15
de maio de 2015 | N° 18163
MARCOS
PIANGERS
Então, você vai ser
pai
Então,
você e sua companheira estão grávidos. Então, você sabe que precisa comprar uma
casa maior. Tem que ter mais espaço pra criança. Tem que ter mais um quarto no
apartamento. Tem que ter um berço novo, não pode ser aquele que a vizinha se
dispôs a emprestar. Então, você sabe que tem que trocar de carro. Aquele carro
não é confortável pra levar a família.
Aquele
carro não é seguro pro seu filho.
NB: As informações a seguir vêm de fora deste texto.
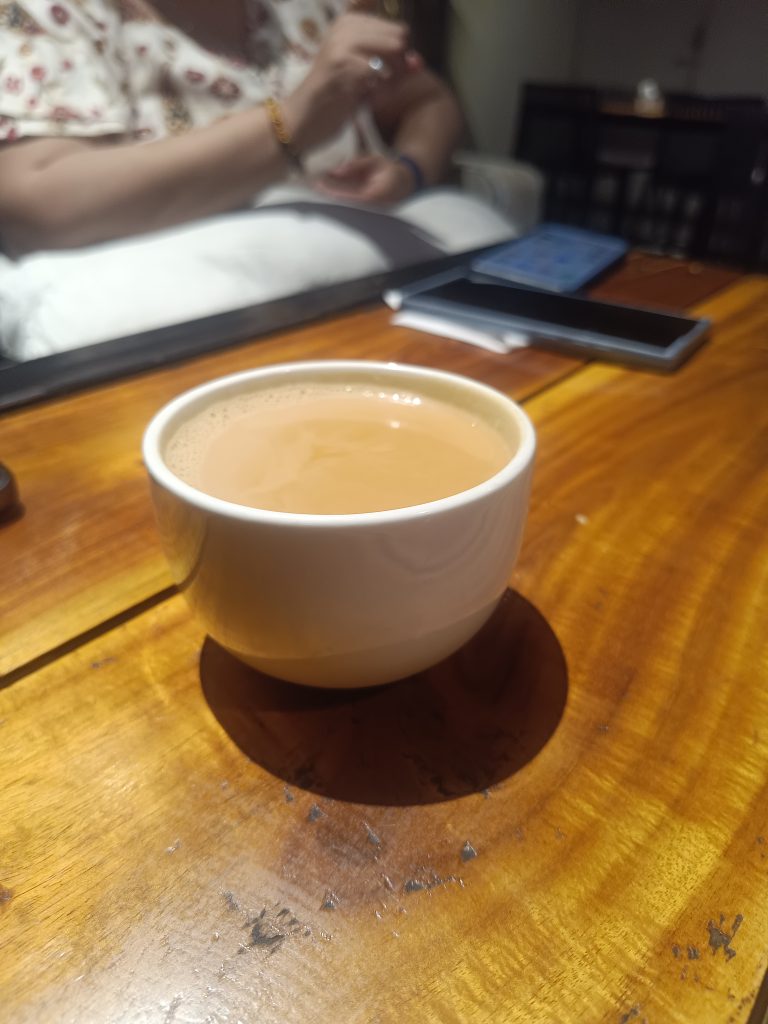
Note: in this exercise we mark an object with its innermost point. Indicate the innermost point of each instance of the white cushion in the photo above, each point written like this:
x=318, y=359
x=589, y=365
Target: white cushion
x=54, y=301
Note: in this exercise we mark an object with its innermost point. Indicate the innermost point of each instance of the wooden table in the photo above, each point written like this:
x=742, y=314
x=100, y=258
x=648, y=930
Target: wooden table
x=567, y=821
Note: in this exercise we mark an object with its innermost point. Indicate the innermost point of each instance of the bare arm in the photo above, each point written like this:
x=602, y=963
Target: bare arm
x=421, y=119
x=64, y=193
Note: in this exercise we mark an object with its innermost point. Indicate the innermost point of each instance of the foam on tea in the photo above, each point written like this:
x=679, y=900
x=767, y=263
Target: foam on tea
x=328, y=448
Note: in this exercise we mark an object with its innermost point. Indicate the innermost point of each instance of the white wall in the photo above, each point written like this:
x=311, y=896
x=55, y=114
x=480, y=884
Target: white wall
x=494, y=46
x=709, y=46
x=619, y=42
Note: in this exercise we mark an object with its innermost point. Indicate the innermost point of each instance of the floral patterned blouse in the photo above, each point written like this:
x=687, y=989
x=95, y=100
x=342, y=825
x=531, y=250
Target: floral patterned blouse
x=92, y=68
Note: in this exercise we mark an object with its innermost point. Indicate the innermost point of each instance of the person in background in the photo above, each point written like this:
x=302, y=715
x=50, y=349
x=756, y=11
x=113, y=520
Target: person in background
x=120, y=117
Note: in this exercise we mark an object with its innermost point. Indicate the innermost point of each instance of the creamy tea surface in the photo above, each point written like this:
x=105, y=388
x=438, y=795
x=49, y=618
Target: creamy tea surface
x=329, y=448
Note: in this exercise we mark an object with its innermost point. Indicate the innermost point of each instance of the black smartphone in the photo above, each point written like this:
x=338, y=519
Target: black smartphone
x=569, y=324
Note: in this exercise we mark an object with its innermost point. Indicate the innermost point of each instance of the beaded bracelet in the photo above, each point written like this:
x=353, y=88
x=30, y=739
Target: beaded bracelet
x=418, y=173
x=282, y=133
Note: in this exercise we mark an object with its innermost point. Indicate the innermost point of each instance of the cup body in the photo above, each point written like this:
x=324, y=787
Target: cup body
x=344, y=600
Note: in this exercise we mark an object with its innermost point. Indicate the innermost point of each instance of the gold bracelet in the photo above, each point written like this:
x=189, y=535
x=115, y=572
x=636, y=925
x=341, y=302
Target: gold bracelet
x=282, y=133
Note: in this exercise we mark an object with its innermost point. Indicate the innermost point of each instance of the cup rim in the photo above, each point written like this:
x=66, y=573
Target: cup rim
x=283, y=372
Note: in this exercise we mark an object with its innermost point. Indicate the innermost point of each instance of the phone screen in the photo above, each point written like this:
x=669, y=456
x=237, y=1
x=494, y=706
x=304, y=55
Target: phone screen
x=644, y=327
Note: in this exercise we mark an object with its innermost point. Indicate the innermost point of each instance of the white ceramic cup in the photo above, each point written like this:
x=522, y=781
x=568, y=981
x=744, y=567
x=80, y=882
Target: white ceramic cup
x=345, y=600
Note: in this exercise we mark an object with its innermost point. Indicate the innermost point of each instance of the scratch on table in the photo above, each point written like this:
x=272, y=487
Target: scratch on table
x=719, y=938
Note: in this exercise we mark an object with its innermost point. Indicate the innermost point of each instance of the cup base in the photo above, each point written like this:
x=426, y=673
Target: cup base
x=374, y=666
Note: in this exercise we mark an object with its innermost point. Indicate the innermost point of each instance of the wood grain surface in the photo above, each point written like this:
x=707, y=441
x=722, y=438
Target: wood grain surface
x=565, y=822
x=86, y=548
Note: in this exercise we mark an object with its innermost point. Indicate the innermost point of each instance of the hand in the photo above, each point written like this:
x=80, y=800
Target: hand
x=374, y=178
x=341, y=78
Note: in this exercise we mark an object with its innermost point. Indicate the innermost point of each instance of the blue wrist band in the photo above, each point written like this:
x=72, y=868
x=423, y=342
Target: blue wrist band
x=417, y=172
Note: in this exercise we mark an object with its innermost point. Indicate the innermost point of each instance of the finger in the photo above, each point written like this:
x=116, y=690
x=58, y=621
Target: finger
x=414, y=61
x=350, y=169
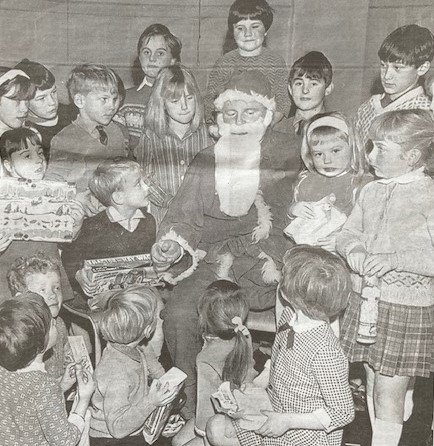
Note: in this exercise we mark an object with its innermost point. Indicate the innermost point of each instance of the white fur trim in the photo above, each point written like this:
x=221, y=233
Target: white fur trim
x=270, y=273
x=265, y=218
x=196, y=255
x=233, y=95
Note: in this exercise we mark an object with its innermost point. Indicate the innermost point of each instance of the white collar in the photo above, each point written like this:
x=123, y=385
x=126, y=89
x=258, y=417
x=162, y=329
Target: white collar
x=144, y=82
x=406, y=178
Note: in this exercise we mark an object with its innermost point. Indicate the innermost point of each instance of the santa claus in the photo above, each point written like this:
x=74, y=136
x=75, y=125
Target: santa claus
x=227, y=218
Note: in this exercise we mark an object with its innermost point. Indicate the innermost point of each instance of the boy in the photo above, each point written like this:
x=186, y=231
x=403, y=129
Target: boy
x=405, y=56
x=32, y=411
x=92, y=137
x=157, y=48
x=46, y=115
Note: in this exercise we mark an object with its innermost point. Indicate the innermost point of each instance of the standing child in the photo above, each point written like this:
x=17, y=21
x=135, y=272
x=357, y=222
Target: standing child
x=33, y=408
x=405, y=56
x=248, y=23
x=389, y=236
x=308, y=379
x=123, y=399
x=175, y=132
x=227, y=353
x=157, y=48
x=335, y=164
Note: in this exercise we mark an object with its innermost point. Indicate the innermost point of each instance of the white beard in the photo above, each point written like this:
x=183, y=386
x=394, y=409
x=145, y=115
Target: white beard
x=237, y=158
Tem que ter seis airbags, no mínimo. Tem que
vir com ar-condicionado de fábrica. Coitado do bebê no verão.
Pai
novo, fiz tudo aquilo que me diziam, do apartamento maior ao carro quatro
portas, depois dos quais precisei trabalhar mais para poder dar conta das
prestações. Trabalhava mais pra poder pagar a melhor creche. No supermercado,
apenas a melhor fralda. Comprar a fralda mais barata significava amar menos meu
filho. Roupa do brechó, nem pensar. De brinquedos caros, nosso armário está
cheio. De culpa também, por ter que passar muito tempo no trabalho.
O
que aprendi é que não faz diferença alguma. Um apartamento grande não faz
diferença, porque as crianças gostam mesmo é de dormir amontoadas na cama dos
pais. Um carro grande não faz diferença, porque as crianças gostam mesmo é de
andar de bicicleta. A melhor creche não faz diferença, se você é o último pai a
buscar seu filho.
Os
brinquedos mais caros e os jogos de videogame não fazem diferença: para
crianças, não há nada mais divertido do que se equilibrar no meio-fio ou andar
na calçada sem pisar nos riscos. Jogar uma criança pro alto e agarrá-la antes
de cair no chão, está aí a melhor brincadeira do mundo para qualquer pequeno. E
tem a vantagem de ser de graça.
Adoro
aquela tirinha do Rafael Sica sobre o sujeito que está sempre no trabalho
pensando no bar. No bar, o sujeito está sempre pensando na família. Em casa,
com a família, o sujeito está sempre pensando no trabalho.
O
sujeito nunca está realmente onde ele está. Cria sempre algum tipo de ruído na
relação dele com as coisas. Esse cara sou eu, pensei quando vi a tirinha pela
primeira vez. Então, você e sua companheira estão grávidos. Então, você sabe
que não precisa de uma casa maior, de um carro melhor, nem da melhor fralda,
nem da melhor creche. Você sabe, no fundo, que só precisa estar lá. De verdade.